What Exactly Is an Eyelash Tint?
Your complete guide to eyelash tints and what to consider before getting one.
In the age of working from home, I have not been applying mascara everyday (who has?) — and that's where the magic of eyelash tints come in. Obviously, I still want to look my best for my Zoom meetings, just minus any effort.
An eyelash tint, commonly done in tandem with a lash lift, is used to darken your lashes and make them standout without the use of mascara (which is especially helpful for somebody like me who has blonde eyelashes). But while I'm all for getting gorgeous dark lashes without so much as a sweep of mascara, I wanted to find out everything there was to know about what an eyelash tint is, how it's done, and if there are any risks involved.
Read on for your complete guide to eyelash tints and what to consider before booking your appointment.
What Is an Eyelash Tint?
"A lash tint is a 15-minute procedure where semi-permanent dye is painted onto the eyelashes to make them appear thicker, darker and fuller," says Dr. Karen Nipper, board-certified ophthalmologist at ReFocus Eye Health in Connecticut.
She adds that those looking for darker and more vibrant lashes may receive eyelash tints to enhance their eyes and modify their makeup routine, aka cut down the time spent repeatedly coating your lashes with mascara.
Esthetician and founder of Glo Spa in New York City, Sai Demirovic adds that eyelash tints can really boost the appearance and noticeability of lighter-colored lashes. "This treatment is great for anyone with red to light brown lashes," she tells us. "It also helps to make lashes look thicker because of the intensity of the color. "
What Is the Process of Tinting Your Lashes Like?
Another good thing about eyelash tints is you don't have to set aside a ton of time aside for eyelashes that pop — you could even run out to a salon over your lunch break.

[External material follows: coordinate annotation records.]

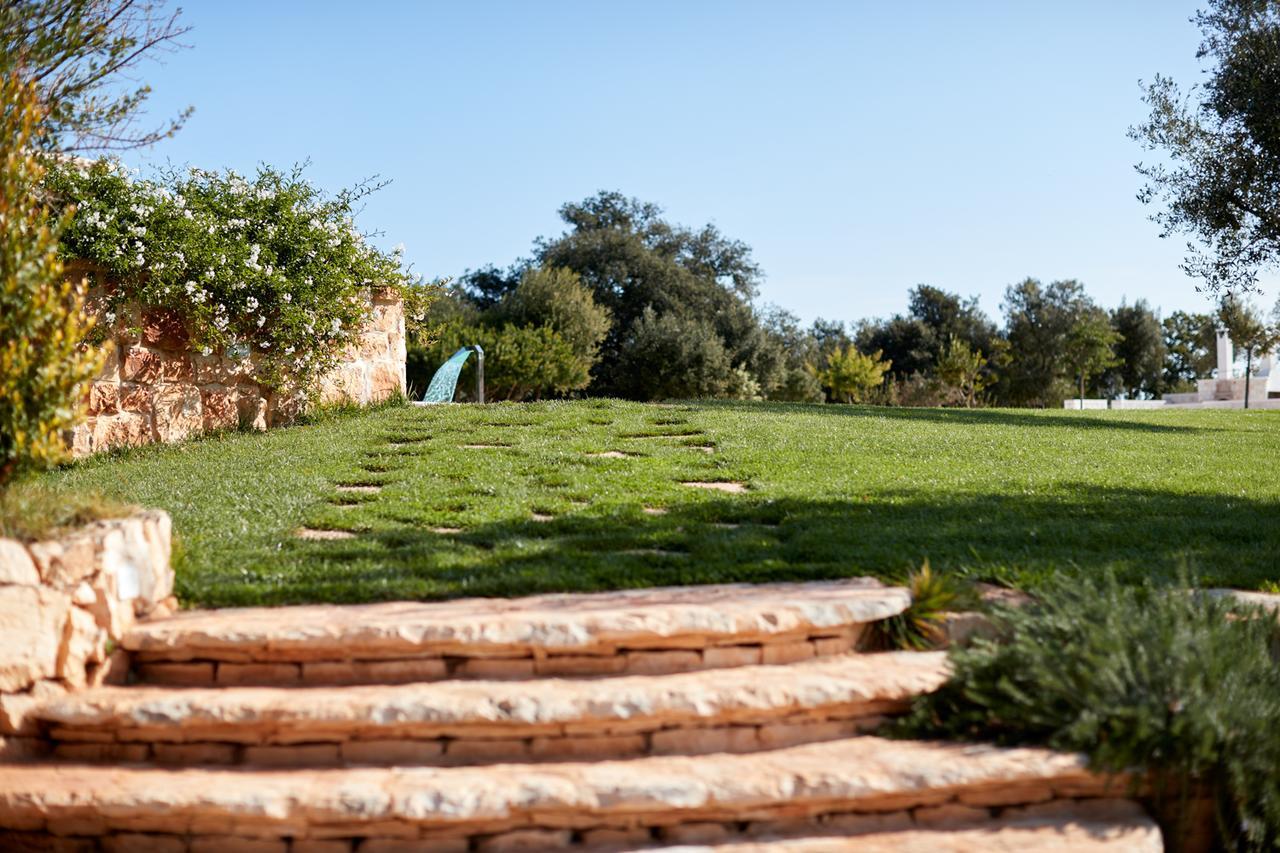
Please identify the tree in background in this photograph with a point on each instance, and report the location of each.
(1221, 186)
(44, 369)
(1037, 320)
(691, 284)
(558, 300)
(542, 338)
(799, 347)
(81, 55)
(915, 341)
(851, 375)
(1189, 349)
(964, 369)
(1139, 369)
(1089, 345)
(1248, 331)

"The process is quite quick and easy," explains Demirovic. "Usually a plastic shield is used so when we paint the lashes the dye does not come into contact with the skin."
She adds that after the dye is applied, it will need to remain on the lashes for about 10 minutes before your lash technician will wash it off. You should experience the full effect of the dye for about six to eight weeks, says Demirovic.

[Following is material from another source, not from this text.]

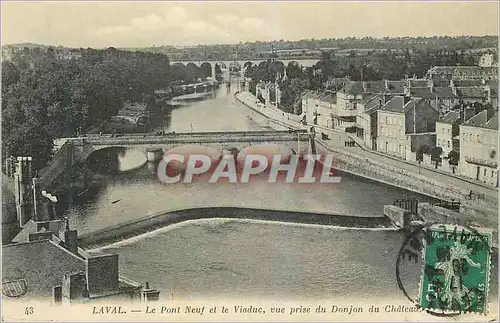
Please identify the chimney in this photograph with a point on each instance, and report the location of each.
(102, 274)
(71, 241)
(148, 294)
(74, 287)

Dr. Nipper adds that some techs will ask you to avoid water around your eyes, including sweat, for up to 48 hours after your initial appointment. But even after this period, she says some will suggest avoid excessive contact between your lashes and water in order to keep the tint in tact for as long as possible.
Are Eyelash Tints Safe?
The answer to this question is, well, complicated. Demirovic says that as long as you're not allergic to dye, the process should be safe. But there are situations when a tint can cause irritation or even dry eye syndrome, according to Dr. Nipper.

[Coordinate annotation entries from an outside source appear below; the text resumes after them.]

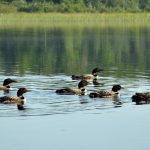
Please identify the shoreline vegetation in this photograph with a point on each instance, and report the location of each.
(74, 6)
(116, 20)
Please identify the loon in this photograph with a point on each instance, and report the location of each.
(19, 99)
(106, 94)
(6, 87)
(87, 76)
(141, 98)
(74, 91)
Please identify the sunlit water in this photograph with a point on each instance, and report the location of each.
(43, 60)
(42, 99)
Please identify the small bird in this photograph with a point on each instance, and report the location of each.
(19, 99)
(87, 76)
(141, 98)
(106, 94)
(74, 91)
(6, 84)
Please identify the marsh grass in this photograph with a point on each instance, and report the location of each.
(23, 20)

"Dry eye is defined by a lack of basal tears — tears made up of water, fatty oils and mucus with the purpose of lubricating the eye," she explains, adding that typically the period of avoiding water is what causes the disease. "When we don't naturally produce enough basal tears, or the composition of these tears changes, the result can be dry eye syndrome."
The other side effects Dr. Nipper says you could experience include, burning, itching, aching, heavy or fatigued eyes, soreness, dryness, redness, light sensitivity, and blurred vision. If you experience any of these symptoms or dry eye syndrome, she strongly urges that you call your eye doctor to receive a comprehensive exam and a treatment plan.
She also recommends consulting your doctor for guidance prior to receiving an eyelash tint, adding that the "Food and Drug Administration (FDA) has not approved any color additives for permanent dyeing or tinting of eyelashes."
What Should I Consider Before Getting an Eyelash Tint?
There a few other things to take into consideration before having your lashes tinted. For starters, if you have sensitive eyes or even have an allergy to dye (including hair dye and henna), Demirovic recommends holding off on the tinting.
"If you get a lash [tint] and are itchy the next day, you should immediately seek medical attention to reduce future swelling and irritation," urges Demirovic. If you do have an allergy to dye, Demirovic suggests trying a lash lift as opposed to to the tint because lift will still make your lashes look longer, fuller, and more voluminous, but without the dye. And if you already have dark lashes to begin with, a lift will give you the most noticeable results.
Demirovic also stresses finding a reputable salon with well-trained staff who is experienced in eyelash tinting and take the necessary safety precautions. However, not every salon will do a lash tint because, according to Demirovic, tinting is illegal in some states because the dyes are not FDA-approved. Some places will only tint your lashes in addition to a lift because during this process, the lashes are lifted higher off your face and away from your skin.